Bovenstaande auto's lijken op elkaar, ze dateren ook hetzelfde decennium van de vorige eeuw, alleen de krachtbron is volslagen verschillend. De meeste mensen, die ik de auto's heb laten zien zaten er qua leeftijd volslagen naast. Morgen meer.
Lampet. Het klinkt Frans, maar als ik in mijn woordenboek Frans zoek, kan ik het niet vinden. Wie kent het woord, daterend uit de tijd dat je het met één kraantje met stromend water boven de gootsteen in het huis moest doen, nog? Op de slaapkamer moest je je wassen met behulp van een lampetkan en -kom. Je goot het water van de kan in de kom. waste je en goot vervolgens het water uit de kom in een met een deksel af te sluiten emmer. De laatste keer dat ik me op die manier waste is 57 jaar geleden.
Uit een van de voortreffelijk reisboeken van Paul Theroux herinner ik me het verhaal over de veel te dikke bewoners van de eilanden in de Stille Oceaan.De oorzaak van hun vette lijven zou hun afhankelijkheid zijn van motorboten, terwijl ze vroeger met spierkracht de golven te lijf gingen. De in 1997 overleden Hawaiiaanse zanger Israel Kamakawiwo'ole (foto links) is een tragisch voorbeeld van zo'n veel te zware man. Zijn versie van "Somewhere over the rainbow" is nog steeds te horen, o.a. in televisiereclames. In het Grootbritse is sinds vrijdag j.l. een competitie onder de titel "Over the Rainbow" aan de gang, wie in een toneelversie van "The Wizzard of Oz" onder regie van Andrew Lloyd Webber de rol van Dorothy mag vervullen. Ook zoekt men een hond die Toto gaat spelen. De heer Ozenfant heeft me laten weten dat hij niet geinteresseerd is. (op de foto rechts cairnterrier Terry als Toto en Judy Garland als Dorothy in "The Wizzard of Oz")

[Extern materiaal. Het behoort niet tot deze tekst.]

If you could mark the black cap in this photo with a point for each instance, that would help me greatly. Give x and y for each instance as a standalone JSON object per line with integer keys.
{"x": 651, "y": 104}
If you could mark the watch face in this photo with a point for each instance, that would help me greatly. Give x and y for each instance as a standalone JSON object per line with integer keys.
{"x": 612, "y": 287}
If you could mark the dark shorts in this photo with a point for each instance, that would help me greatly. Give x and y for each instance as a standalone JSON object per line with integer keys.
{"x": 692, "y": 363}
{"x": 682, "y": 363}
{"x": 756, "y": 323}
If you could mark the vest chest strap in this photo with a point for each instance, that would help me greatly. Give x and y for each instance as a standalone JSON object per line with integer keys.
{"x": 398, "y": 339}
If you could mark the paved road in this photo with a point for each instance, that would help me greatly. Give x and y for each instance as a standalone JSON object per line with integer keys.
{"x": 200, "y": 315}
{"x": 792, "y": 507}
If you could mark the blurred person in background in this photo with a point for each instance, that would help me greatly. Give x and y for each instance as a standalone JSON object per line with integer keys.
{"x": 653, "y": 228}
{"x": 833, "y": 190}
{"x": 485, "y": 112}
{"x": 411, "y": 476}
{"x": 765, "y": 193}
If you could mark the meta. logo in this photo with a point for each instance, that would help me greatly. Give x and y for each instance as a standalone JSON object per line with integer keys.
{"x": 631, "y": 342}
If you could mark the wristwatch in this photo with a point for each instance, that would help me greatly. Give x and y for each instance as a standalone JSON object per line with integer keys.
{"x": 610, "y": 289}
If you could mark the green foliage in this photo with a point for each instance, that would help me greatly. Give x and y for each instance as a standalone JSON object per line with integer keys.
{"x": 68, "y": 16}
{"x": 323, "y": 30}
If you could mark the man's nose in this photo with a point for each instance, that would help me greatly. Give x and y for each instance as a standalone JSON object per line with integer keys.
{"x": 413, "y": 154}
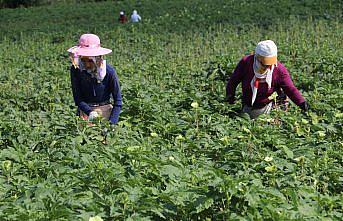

Gister was de heer Ozenfant in Den Haag en op Scheveningen. Ozenfant, dat meldde ik eerder, reist graag, het liefst zou hij in elke trein die voor zijn neus stopt stappen. Opgewekt, staart omhoog wandelt hij over de perrons en zorgt steevast dat hij het eerst in de trein is. Uit het raam kijkt hij zelden, behalve als de trein stopt dan is hij geinteresseerd. In Den Haag zetten we koers naar de Wiener Konditorei in de Korte Poten met uitzicht op de Koediefstraat en achter ons de Apendans. Elke stad heeft ongetwijfeld merkwaardige straatnamen, maar hier zijn er drie vlak bij elkaar, dus ik maak er een opmerking over, die eindigt met de vraag of er misschien een boek met naamsverklaringen van Haagse straten bestaat. De heer aan het tafeltje naast het onze geeft antwoord en een half uur later heb ik het boek "Den Haag Straten en hun Namen" (Waanders Uitgevers, Zwolle & Haags Gemeentearchief, ISBN 90 400 8218 9) in handen. De herkomst van de naam Koediefstraat blijkt niet meer te achterhalen, lees ik, oorspronkelijk heette de straat Kromme Poten en mogelijk komt de naam van een schuitvoerder op Delft die onder bijnaam Coedyff door het leven ging, Apendans komt van een huis op de hoek van de Poten, waar een bord uithing met dansende apen. Korte Poten is ontleend aan "willige poten", wilgenbomen die langs de weg waren geplant. Vergezeld door de heer Ozenfant, die het voorgaande geen donder kan schelen, gaan we via Passage, Hoogstraat, Noordeinde en Hogewal naar de Piet Heinstraat om in de Zoutmanstraat op tram 17 te stappen, die ons naar de Statenlaan brengt. Vandaar is het niet ver meer naar strand en zee, want ik ben nieuwsgierig hoe de heer Ozenfant op zo'n massa water reageert. Moedig dribbelt hij door het rulle zand, maar eenmaal bij het water, neemt hij een zorgvuldig snuifje en draait zich vervolgens resoluut om. De heer Ozenfant blijft een hond van de Schotse Hooglanden.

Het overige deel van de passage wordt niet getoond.